Appealing a property assessment on an off-year
If you know that Maryland reassesses properties once every three years for purposes of taxation, you probably also know that property owners can appeal when they get the reassessment notice in the mail.
But did you know you can appeal on the off-years, too?
It's a "petition for review," and -- as you might imagine -- more people have been sending them into the Maryland Department of Assessments and Taxation since the housing bubble popped. Most people's homes are worth less now than they were a year or two ago, after all.
You can read about the off-cycle appeals in today's story. Here's the lowdown on how they work.

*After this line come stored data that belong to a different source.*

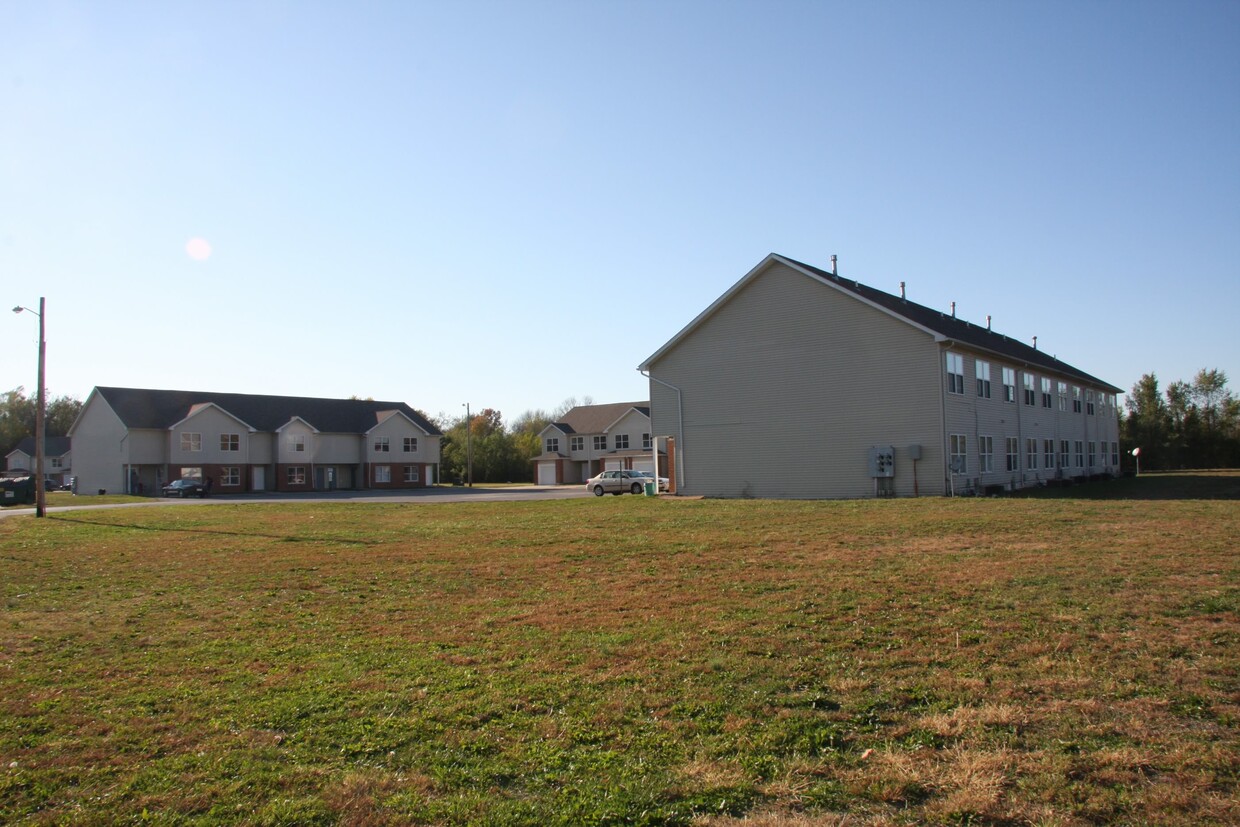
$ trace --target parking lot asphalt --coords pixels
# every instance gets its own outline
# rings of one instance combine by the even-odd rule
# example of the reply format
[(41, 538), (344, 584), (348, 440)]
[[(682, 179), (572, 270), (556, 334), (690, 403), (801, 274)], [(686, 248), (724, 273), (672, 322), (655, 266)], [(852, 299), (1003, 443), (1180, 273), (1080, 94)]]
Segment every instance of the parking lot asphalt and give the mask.
[[(320, 503), (320, 502), (367, 502), (367, 503), (415, 503), (433, 505), (435, 503), (459, 502), (521, 502), (523, 500), (569, 500), (578, 497), (593, 496), (582, 485), (521, 485), (487, 487), (485, 485), (468, 486), (434, 486), (406, 491), (315, 491), (312, 494), (289, 494), (277, 491), (263, 491), (252, 494), (226, 494), (223, 496), (205, 497), (203, 499), (173, 499), (151, 497), (137, 503), (110, 503), (91, 505), (94, 499), (90, 496), (74, 497), (72, 505), (49, 506), (48, 514), (60, 511), (95, 511), (108, 508), (149, 508), (151, 506), (209, 506), (241, 503)], [(33, 514), (34, 508), (0, 508), (0, 519), (15, 517), (22, 514)]]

Deadline to file is Jan. 1 for the following July 1 tax bill. (One exception: If you buy a property in the first half of the year, you can petition to have the assessment reviewed for the tax year beginning that July -- just get your application in within 60 days of the purchase.) Instructions, including appeal form, can be found here. The completed form goes to your local assessment office.
You can ask for a hearing, or you can just ask the state to take another look. Joseph Glorioso, supervisor of assessments in Anne Arundel County, kindly let me take over his office for an hour so I could read a stack of petitions and get a feel for what they're like. Plenty of people simply assert that the assessed value is too high, thank you very much, and sign their name.
But some take the recommended step of offering supporting evidence. One homeowner included a long list of recent sales in his neighborhood and noted that asking prices were even lower than the sales prices.
Here's what the state suggests if you're going to appeal:
* Focus on those points that affect the value of your property.
* Indicate why the Total New Market Value does not reflect the market value of the property.
* Identify any mathematical errors on the worksheet or inaccurate information describing the characteristics of the property (such as the number of bathrooms, fireplaces, etc.).
* Provide examples of sales of comparable properties which support your findings as to the value of the property.
* Avoid the following issues since they are not relevant to the value under appeal: comparison to past values, percent of increase, additional metropolitan costs, the amount of the tax bill, properties in other taxing jurisdictions, and services rendered or not rendered.
The state's petition form includes a warning that an appeal could potentially end with an increased assessment. But Henry Sikorski, state supervisor of assessments, told me that the law doesn't allow that in cases of residential property, only for commercial. (The regulation is here, in case you'd like confirmation.)
Remember, if you don't get anywhere with your initial foray -- and you're sure you're right -- you can appeal the decision to the Property Tax Assessment Appeal Board, and from there to the Maryland Tax Court.
Have you ever put in a petition for review? How did it go?